`vignettes/blog/2018-11-05-test-and-item-information-functions-in-dexter.Rmd`

`2018-11-05-test-and-item-information-functions-in-dexter.Rmd`

In an enormously influential short paper, Embretson (1996) sums up five most important differences between classical test theory (CTT) and item response theory (IRT). The first among them is that, in CTT, the standard error of measurement applies to all scores in a particular population, while in IRT the standard error of measurement differs across scores, but generalizes across populations.

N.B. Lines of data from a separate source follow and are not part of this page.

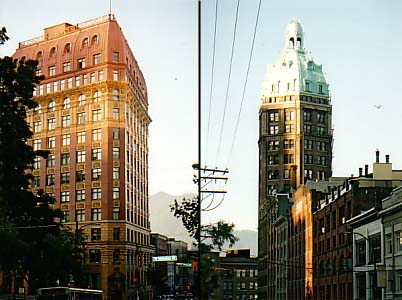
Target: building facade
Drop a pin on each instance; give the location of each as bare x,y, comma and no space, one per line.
93,118
295,139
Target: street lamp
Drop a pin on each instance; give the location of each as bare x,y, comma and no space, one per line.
371,250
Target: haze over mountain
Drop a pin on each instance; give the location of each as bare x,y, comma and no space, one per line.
164,222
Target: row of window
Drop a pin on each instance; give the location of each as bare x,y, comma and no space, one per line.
81,138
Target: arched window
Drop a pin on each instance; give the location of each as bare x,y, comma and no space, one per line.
95,40
67,48
39,56
81,99
116,95
38,109
97,96
291,43
85,43
52,106
66,103
53,52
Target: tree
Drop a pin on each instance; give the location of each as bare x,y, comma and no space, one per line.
213,237
37,248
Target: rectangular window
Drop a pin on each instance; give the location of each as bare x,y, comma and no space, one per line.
96,115
65,159
96,174
66,66
81,118
80,215
96,134
81,137
65,121
80,195
52,70
115,57
80,156
51,124
96,214
81,63
65,196
96,154
96,193
96,59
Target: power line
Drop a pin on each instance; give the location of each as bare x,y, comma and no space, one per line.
245,82
212,78
228,82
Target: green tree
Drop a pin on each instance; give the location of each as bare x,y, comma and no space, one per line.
33,244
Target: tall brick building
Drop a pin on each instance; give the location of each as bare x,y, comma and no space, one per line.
93,118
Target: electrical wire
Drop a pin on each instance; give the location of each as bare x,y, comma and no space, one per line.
228,82
212,78
245,83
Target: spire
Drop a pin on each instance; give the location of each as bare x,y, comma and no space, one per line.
294,35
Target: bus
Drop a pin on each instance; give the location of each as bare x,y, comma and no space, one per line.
66,293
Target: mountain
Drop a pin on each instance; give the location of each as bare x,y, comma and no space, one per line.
164,222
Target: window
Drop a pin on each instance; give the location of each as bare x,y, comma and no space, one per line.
80,195
116,234
37,126
360,252
116,213
52,70
96,154
116,95
96,134
115,74
115,57
116,173
81,63
96,174
80,215
288,144
273,145
50,162
96,193
81,100
116,193
65,121
65,178
65,196
94,256
116,134
96,214
96,115
97,96
66,103
81,137
81,118
81,156
116,153
52,106
66,66
51,124
96,234
65,159
66,216
50,179
85,43
36,144
96,59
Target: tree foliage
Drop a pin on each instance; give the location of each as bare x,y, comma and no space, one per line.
32,243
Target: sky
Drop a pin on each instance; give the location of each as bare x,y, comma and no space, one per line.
357,42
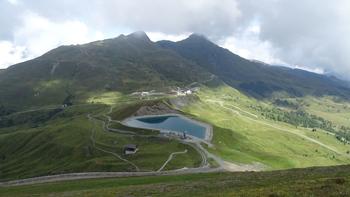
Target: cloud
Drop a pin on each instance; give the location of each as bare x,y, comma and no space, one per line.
37,35
310,33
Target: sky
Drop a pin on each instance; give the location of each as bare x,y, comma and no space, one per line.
307,34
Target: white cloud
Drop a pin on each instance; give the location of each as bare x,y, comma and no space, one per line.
156,36
246,43
38,35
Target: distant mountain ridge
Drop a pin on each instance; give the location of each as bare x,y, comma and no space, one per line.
133,62
255,78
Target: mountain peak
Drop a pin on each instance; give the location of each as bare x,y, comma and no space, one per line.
139,35
198,37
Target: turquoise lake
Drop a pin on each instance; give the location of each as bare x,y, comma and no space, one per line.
170,123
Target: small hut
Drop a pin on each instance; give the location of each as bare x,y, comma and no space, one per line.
130,149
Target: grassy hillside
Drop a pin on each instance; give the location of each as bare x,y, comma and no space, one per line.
243,135
123,64
325,181
255,78
69,142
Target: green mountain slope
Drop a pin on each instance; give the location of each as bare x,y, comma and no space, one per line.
124,64
254,78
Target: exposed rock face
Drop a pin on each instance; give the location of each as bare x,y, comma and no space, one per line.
157,109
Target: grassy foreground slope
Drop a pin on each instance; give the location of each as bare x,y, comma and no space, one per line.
69,142
323,181
242,135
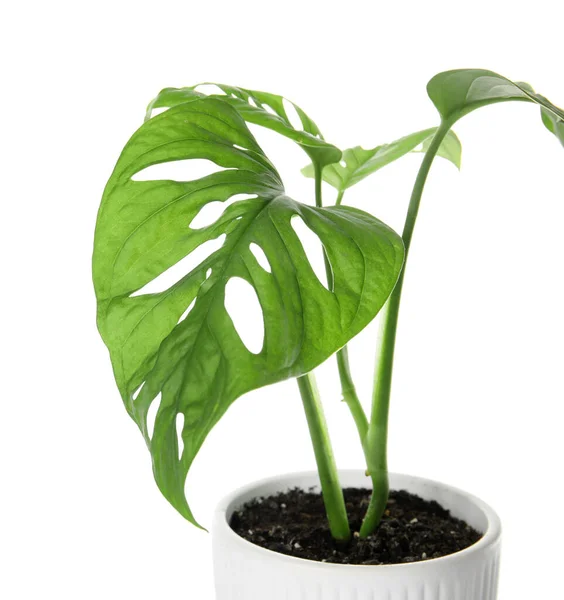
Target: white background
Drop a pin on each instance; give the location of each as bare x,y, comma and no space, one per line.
477,396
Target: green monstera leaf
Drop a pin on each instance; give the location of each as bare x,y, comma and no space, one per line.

To see how this works, we first take a leisurely, informal look at some simple examples with the Rasch model; we then examine the information functions more formally, and we explain how they are implemented in **dexter**.

The Rasch model predicts that, given an item and its difficulty parameter, \(\beta\), the probability of a correct response is a logistic function of ability, \(\theta\), namely, \[P(\theta;\beta)=\frac{\exp(\theta-\beta)}{1+\exp(\theta-\beta)}.\] The information function for the same item happens to be \(P(\theta;\beta)[1-P(\theta;\beta)]\), so it is, again, a function of \(\theta\). Below we show the item response curve (IRF) for the item, i.e., the function \(P(\theta;\beta)\) along with the corresponding item information function (IIF), shown in red. When \(\theta=\beta\), \(P(\theta;\beta)=0.5\); this is also the point where the IIF peaks, and the maximum is of course equal to 0.25.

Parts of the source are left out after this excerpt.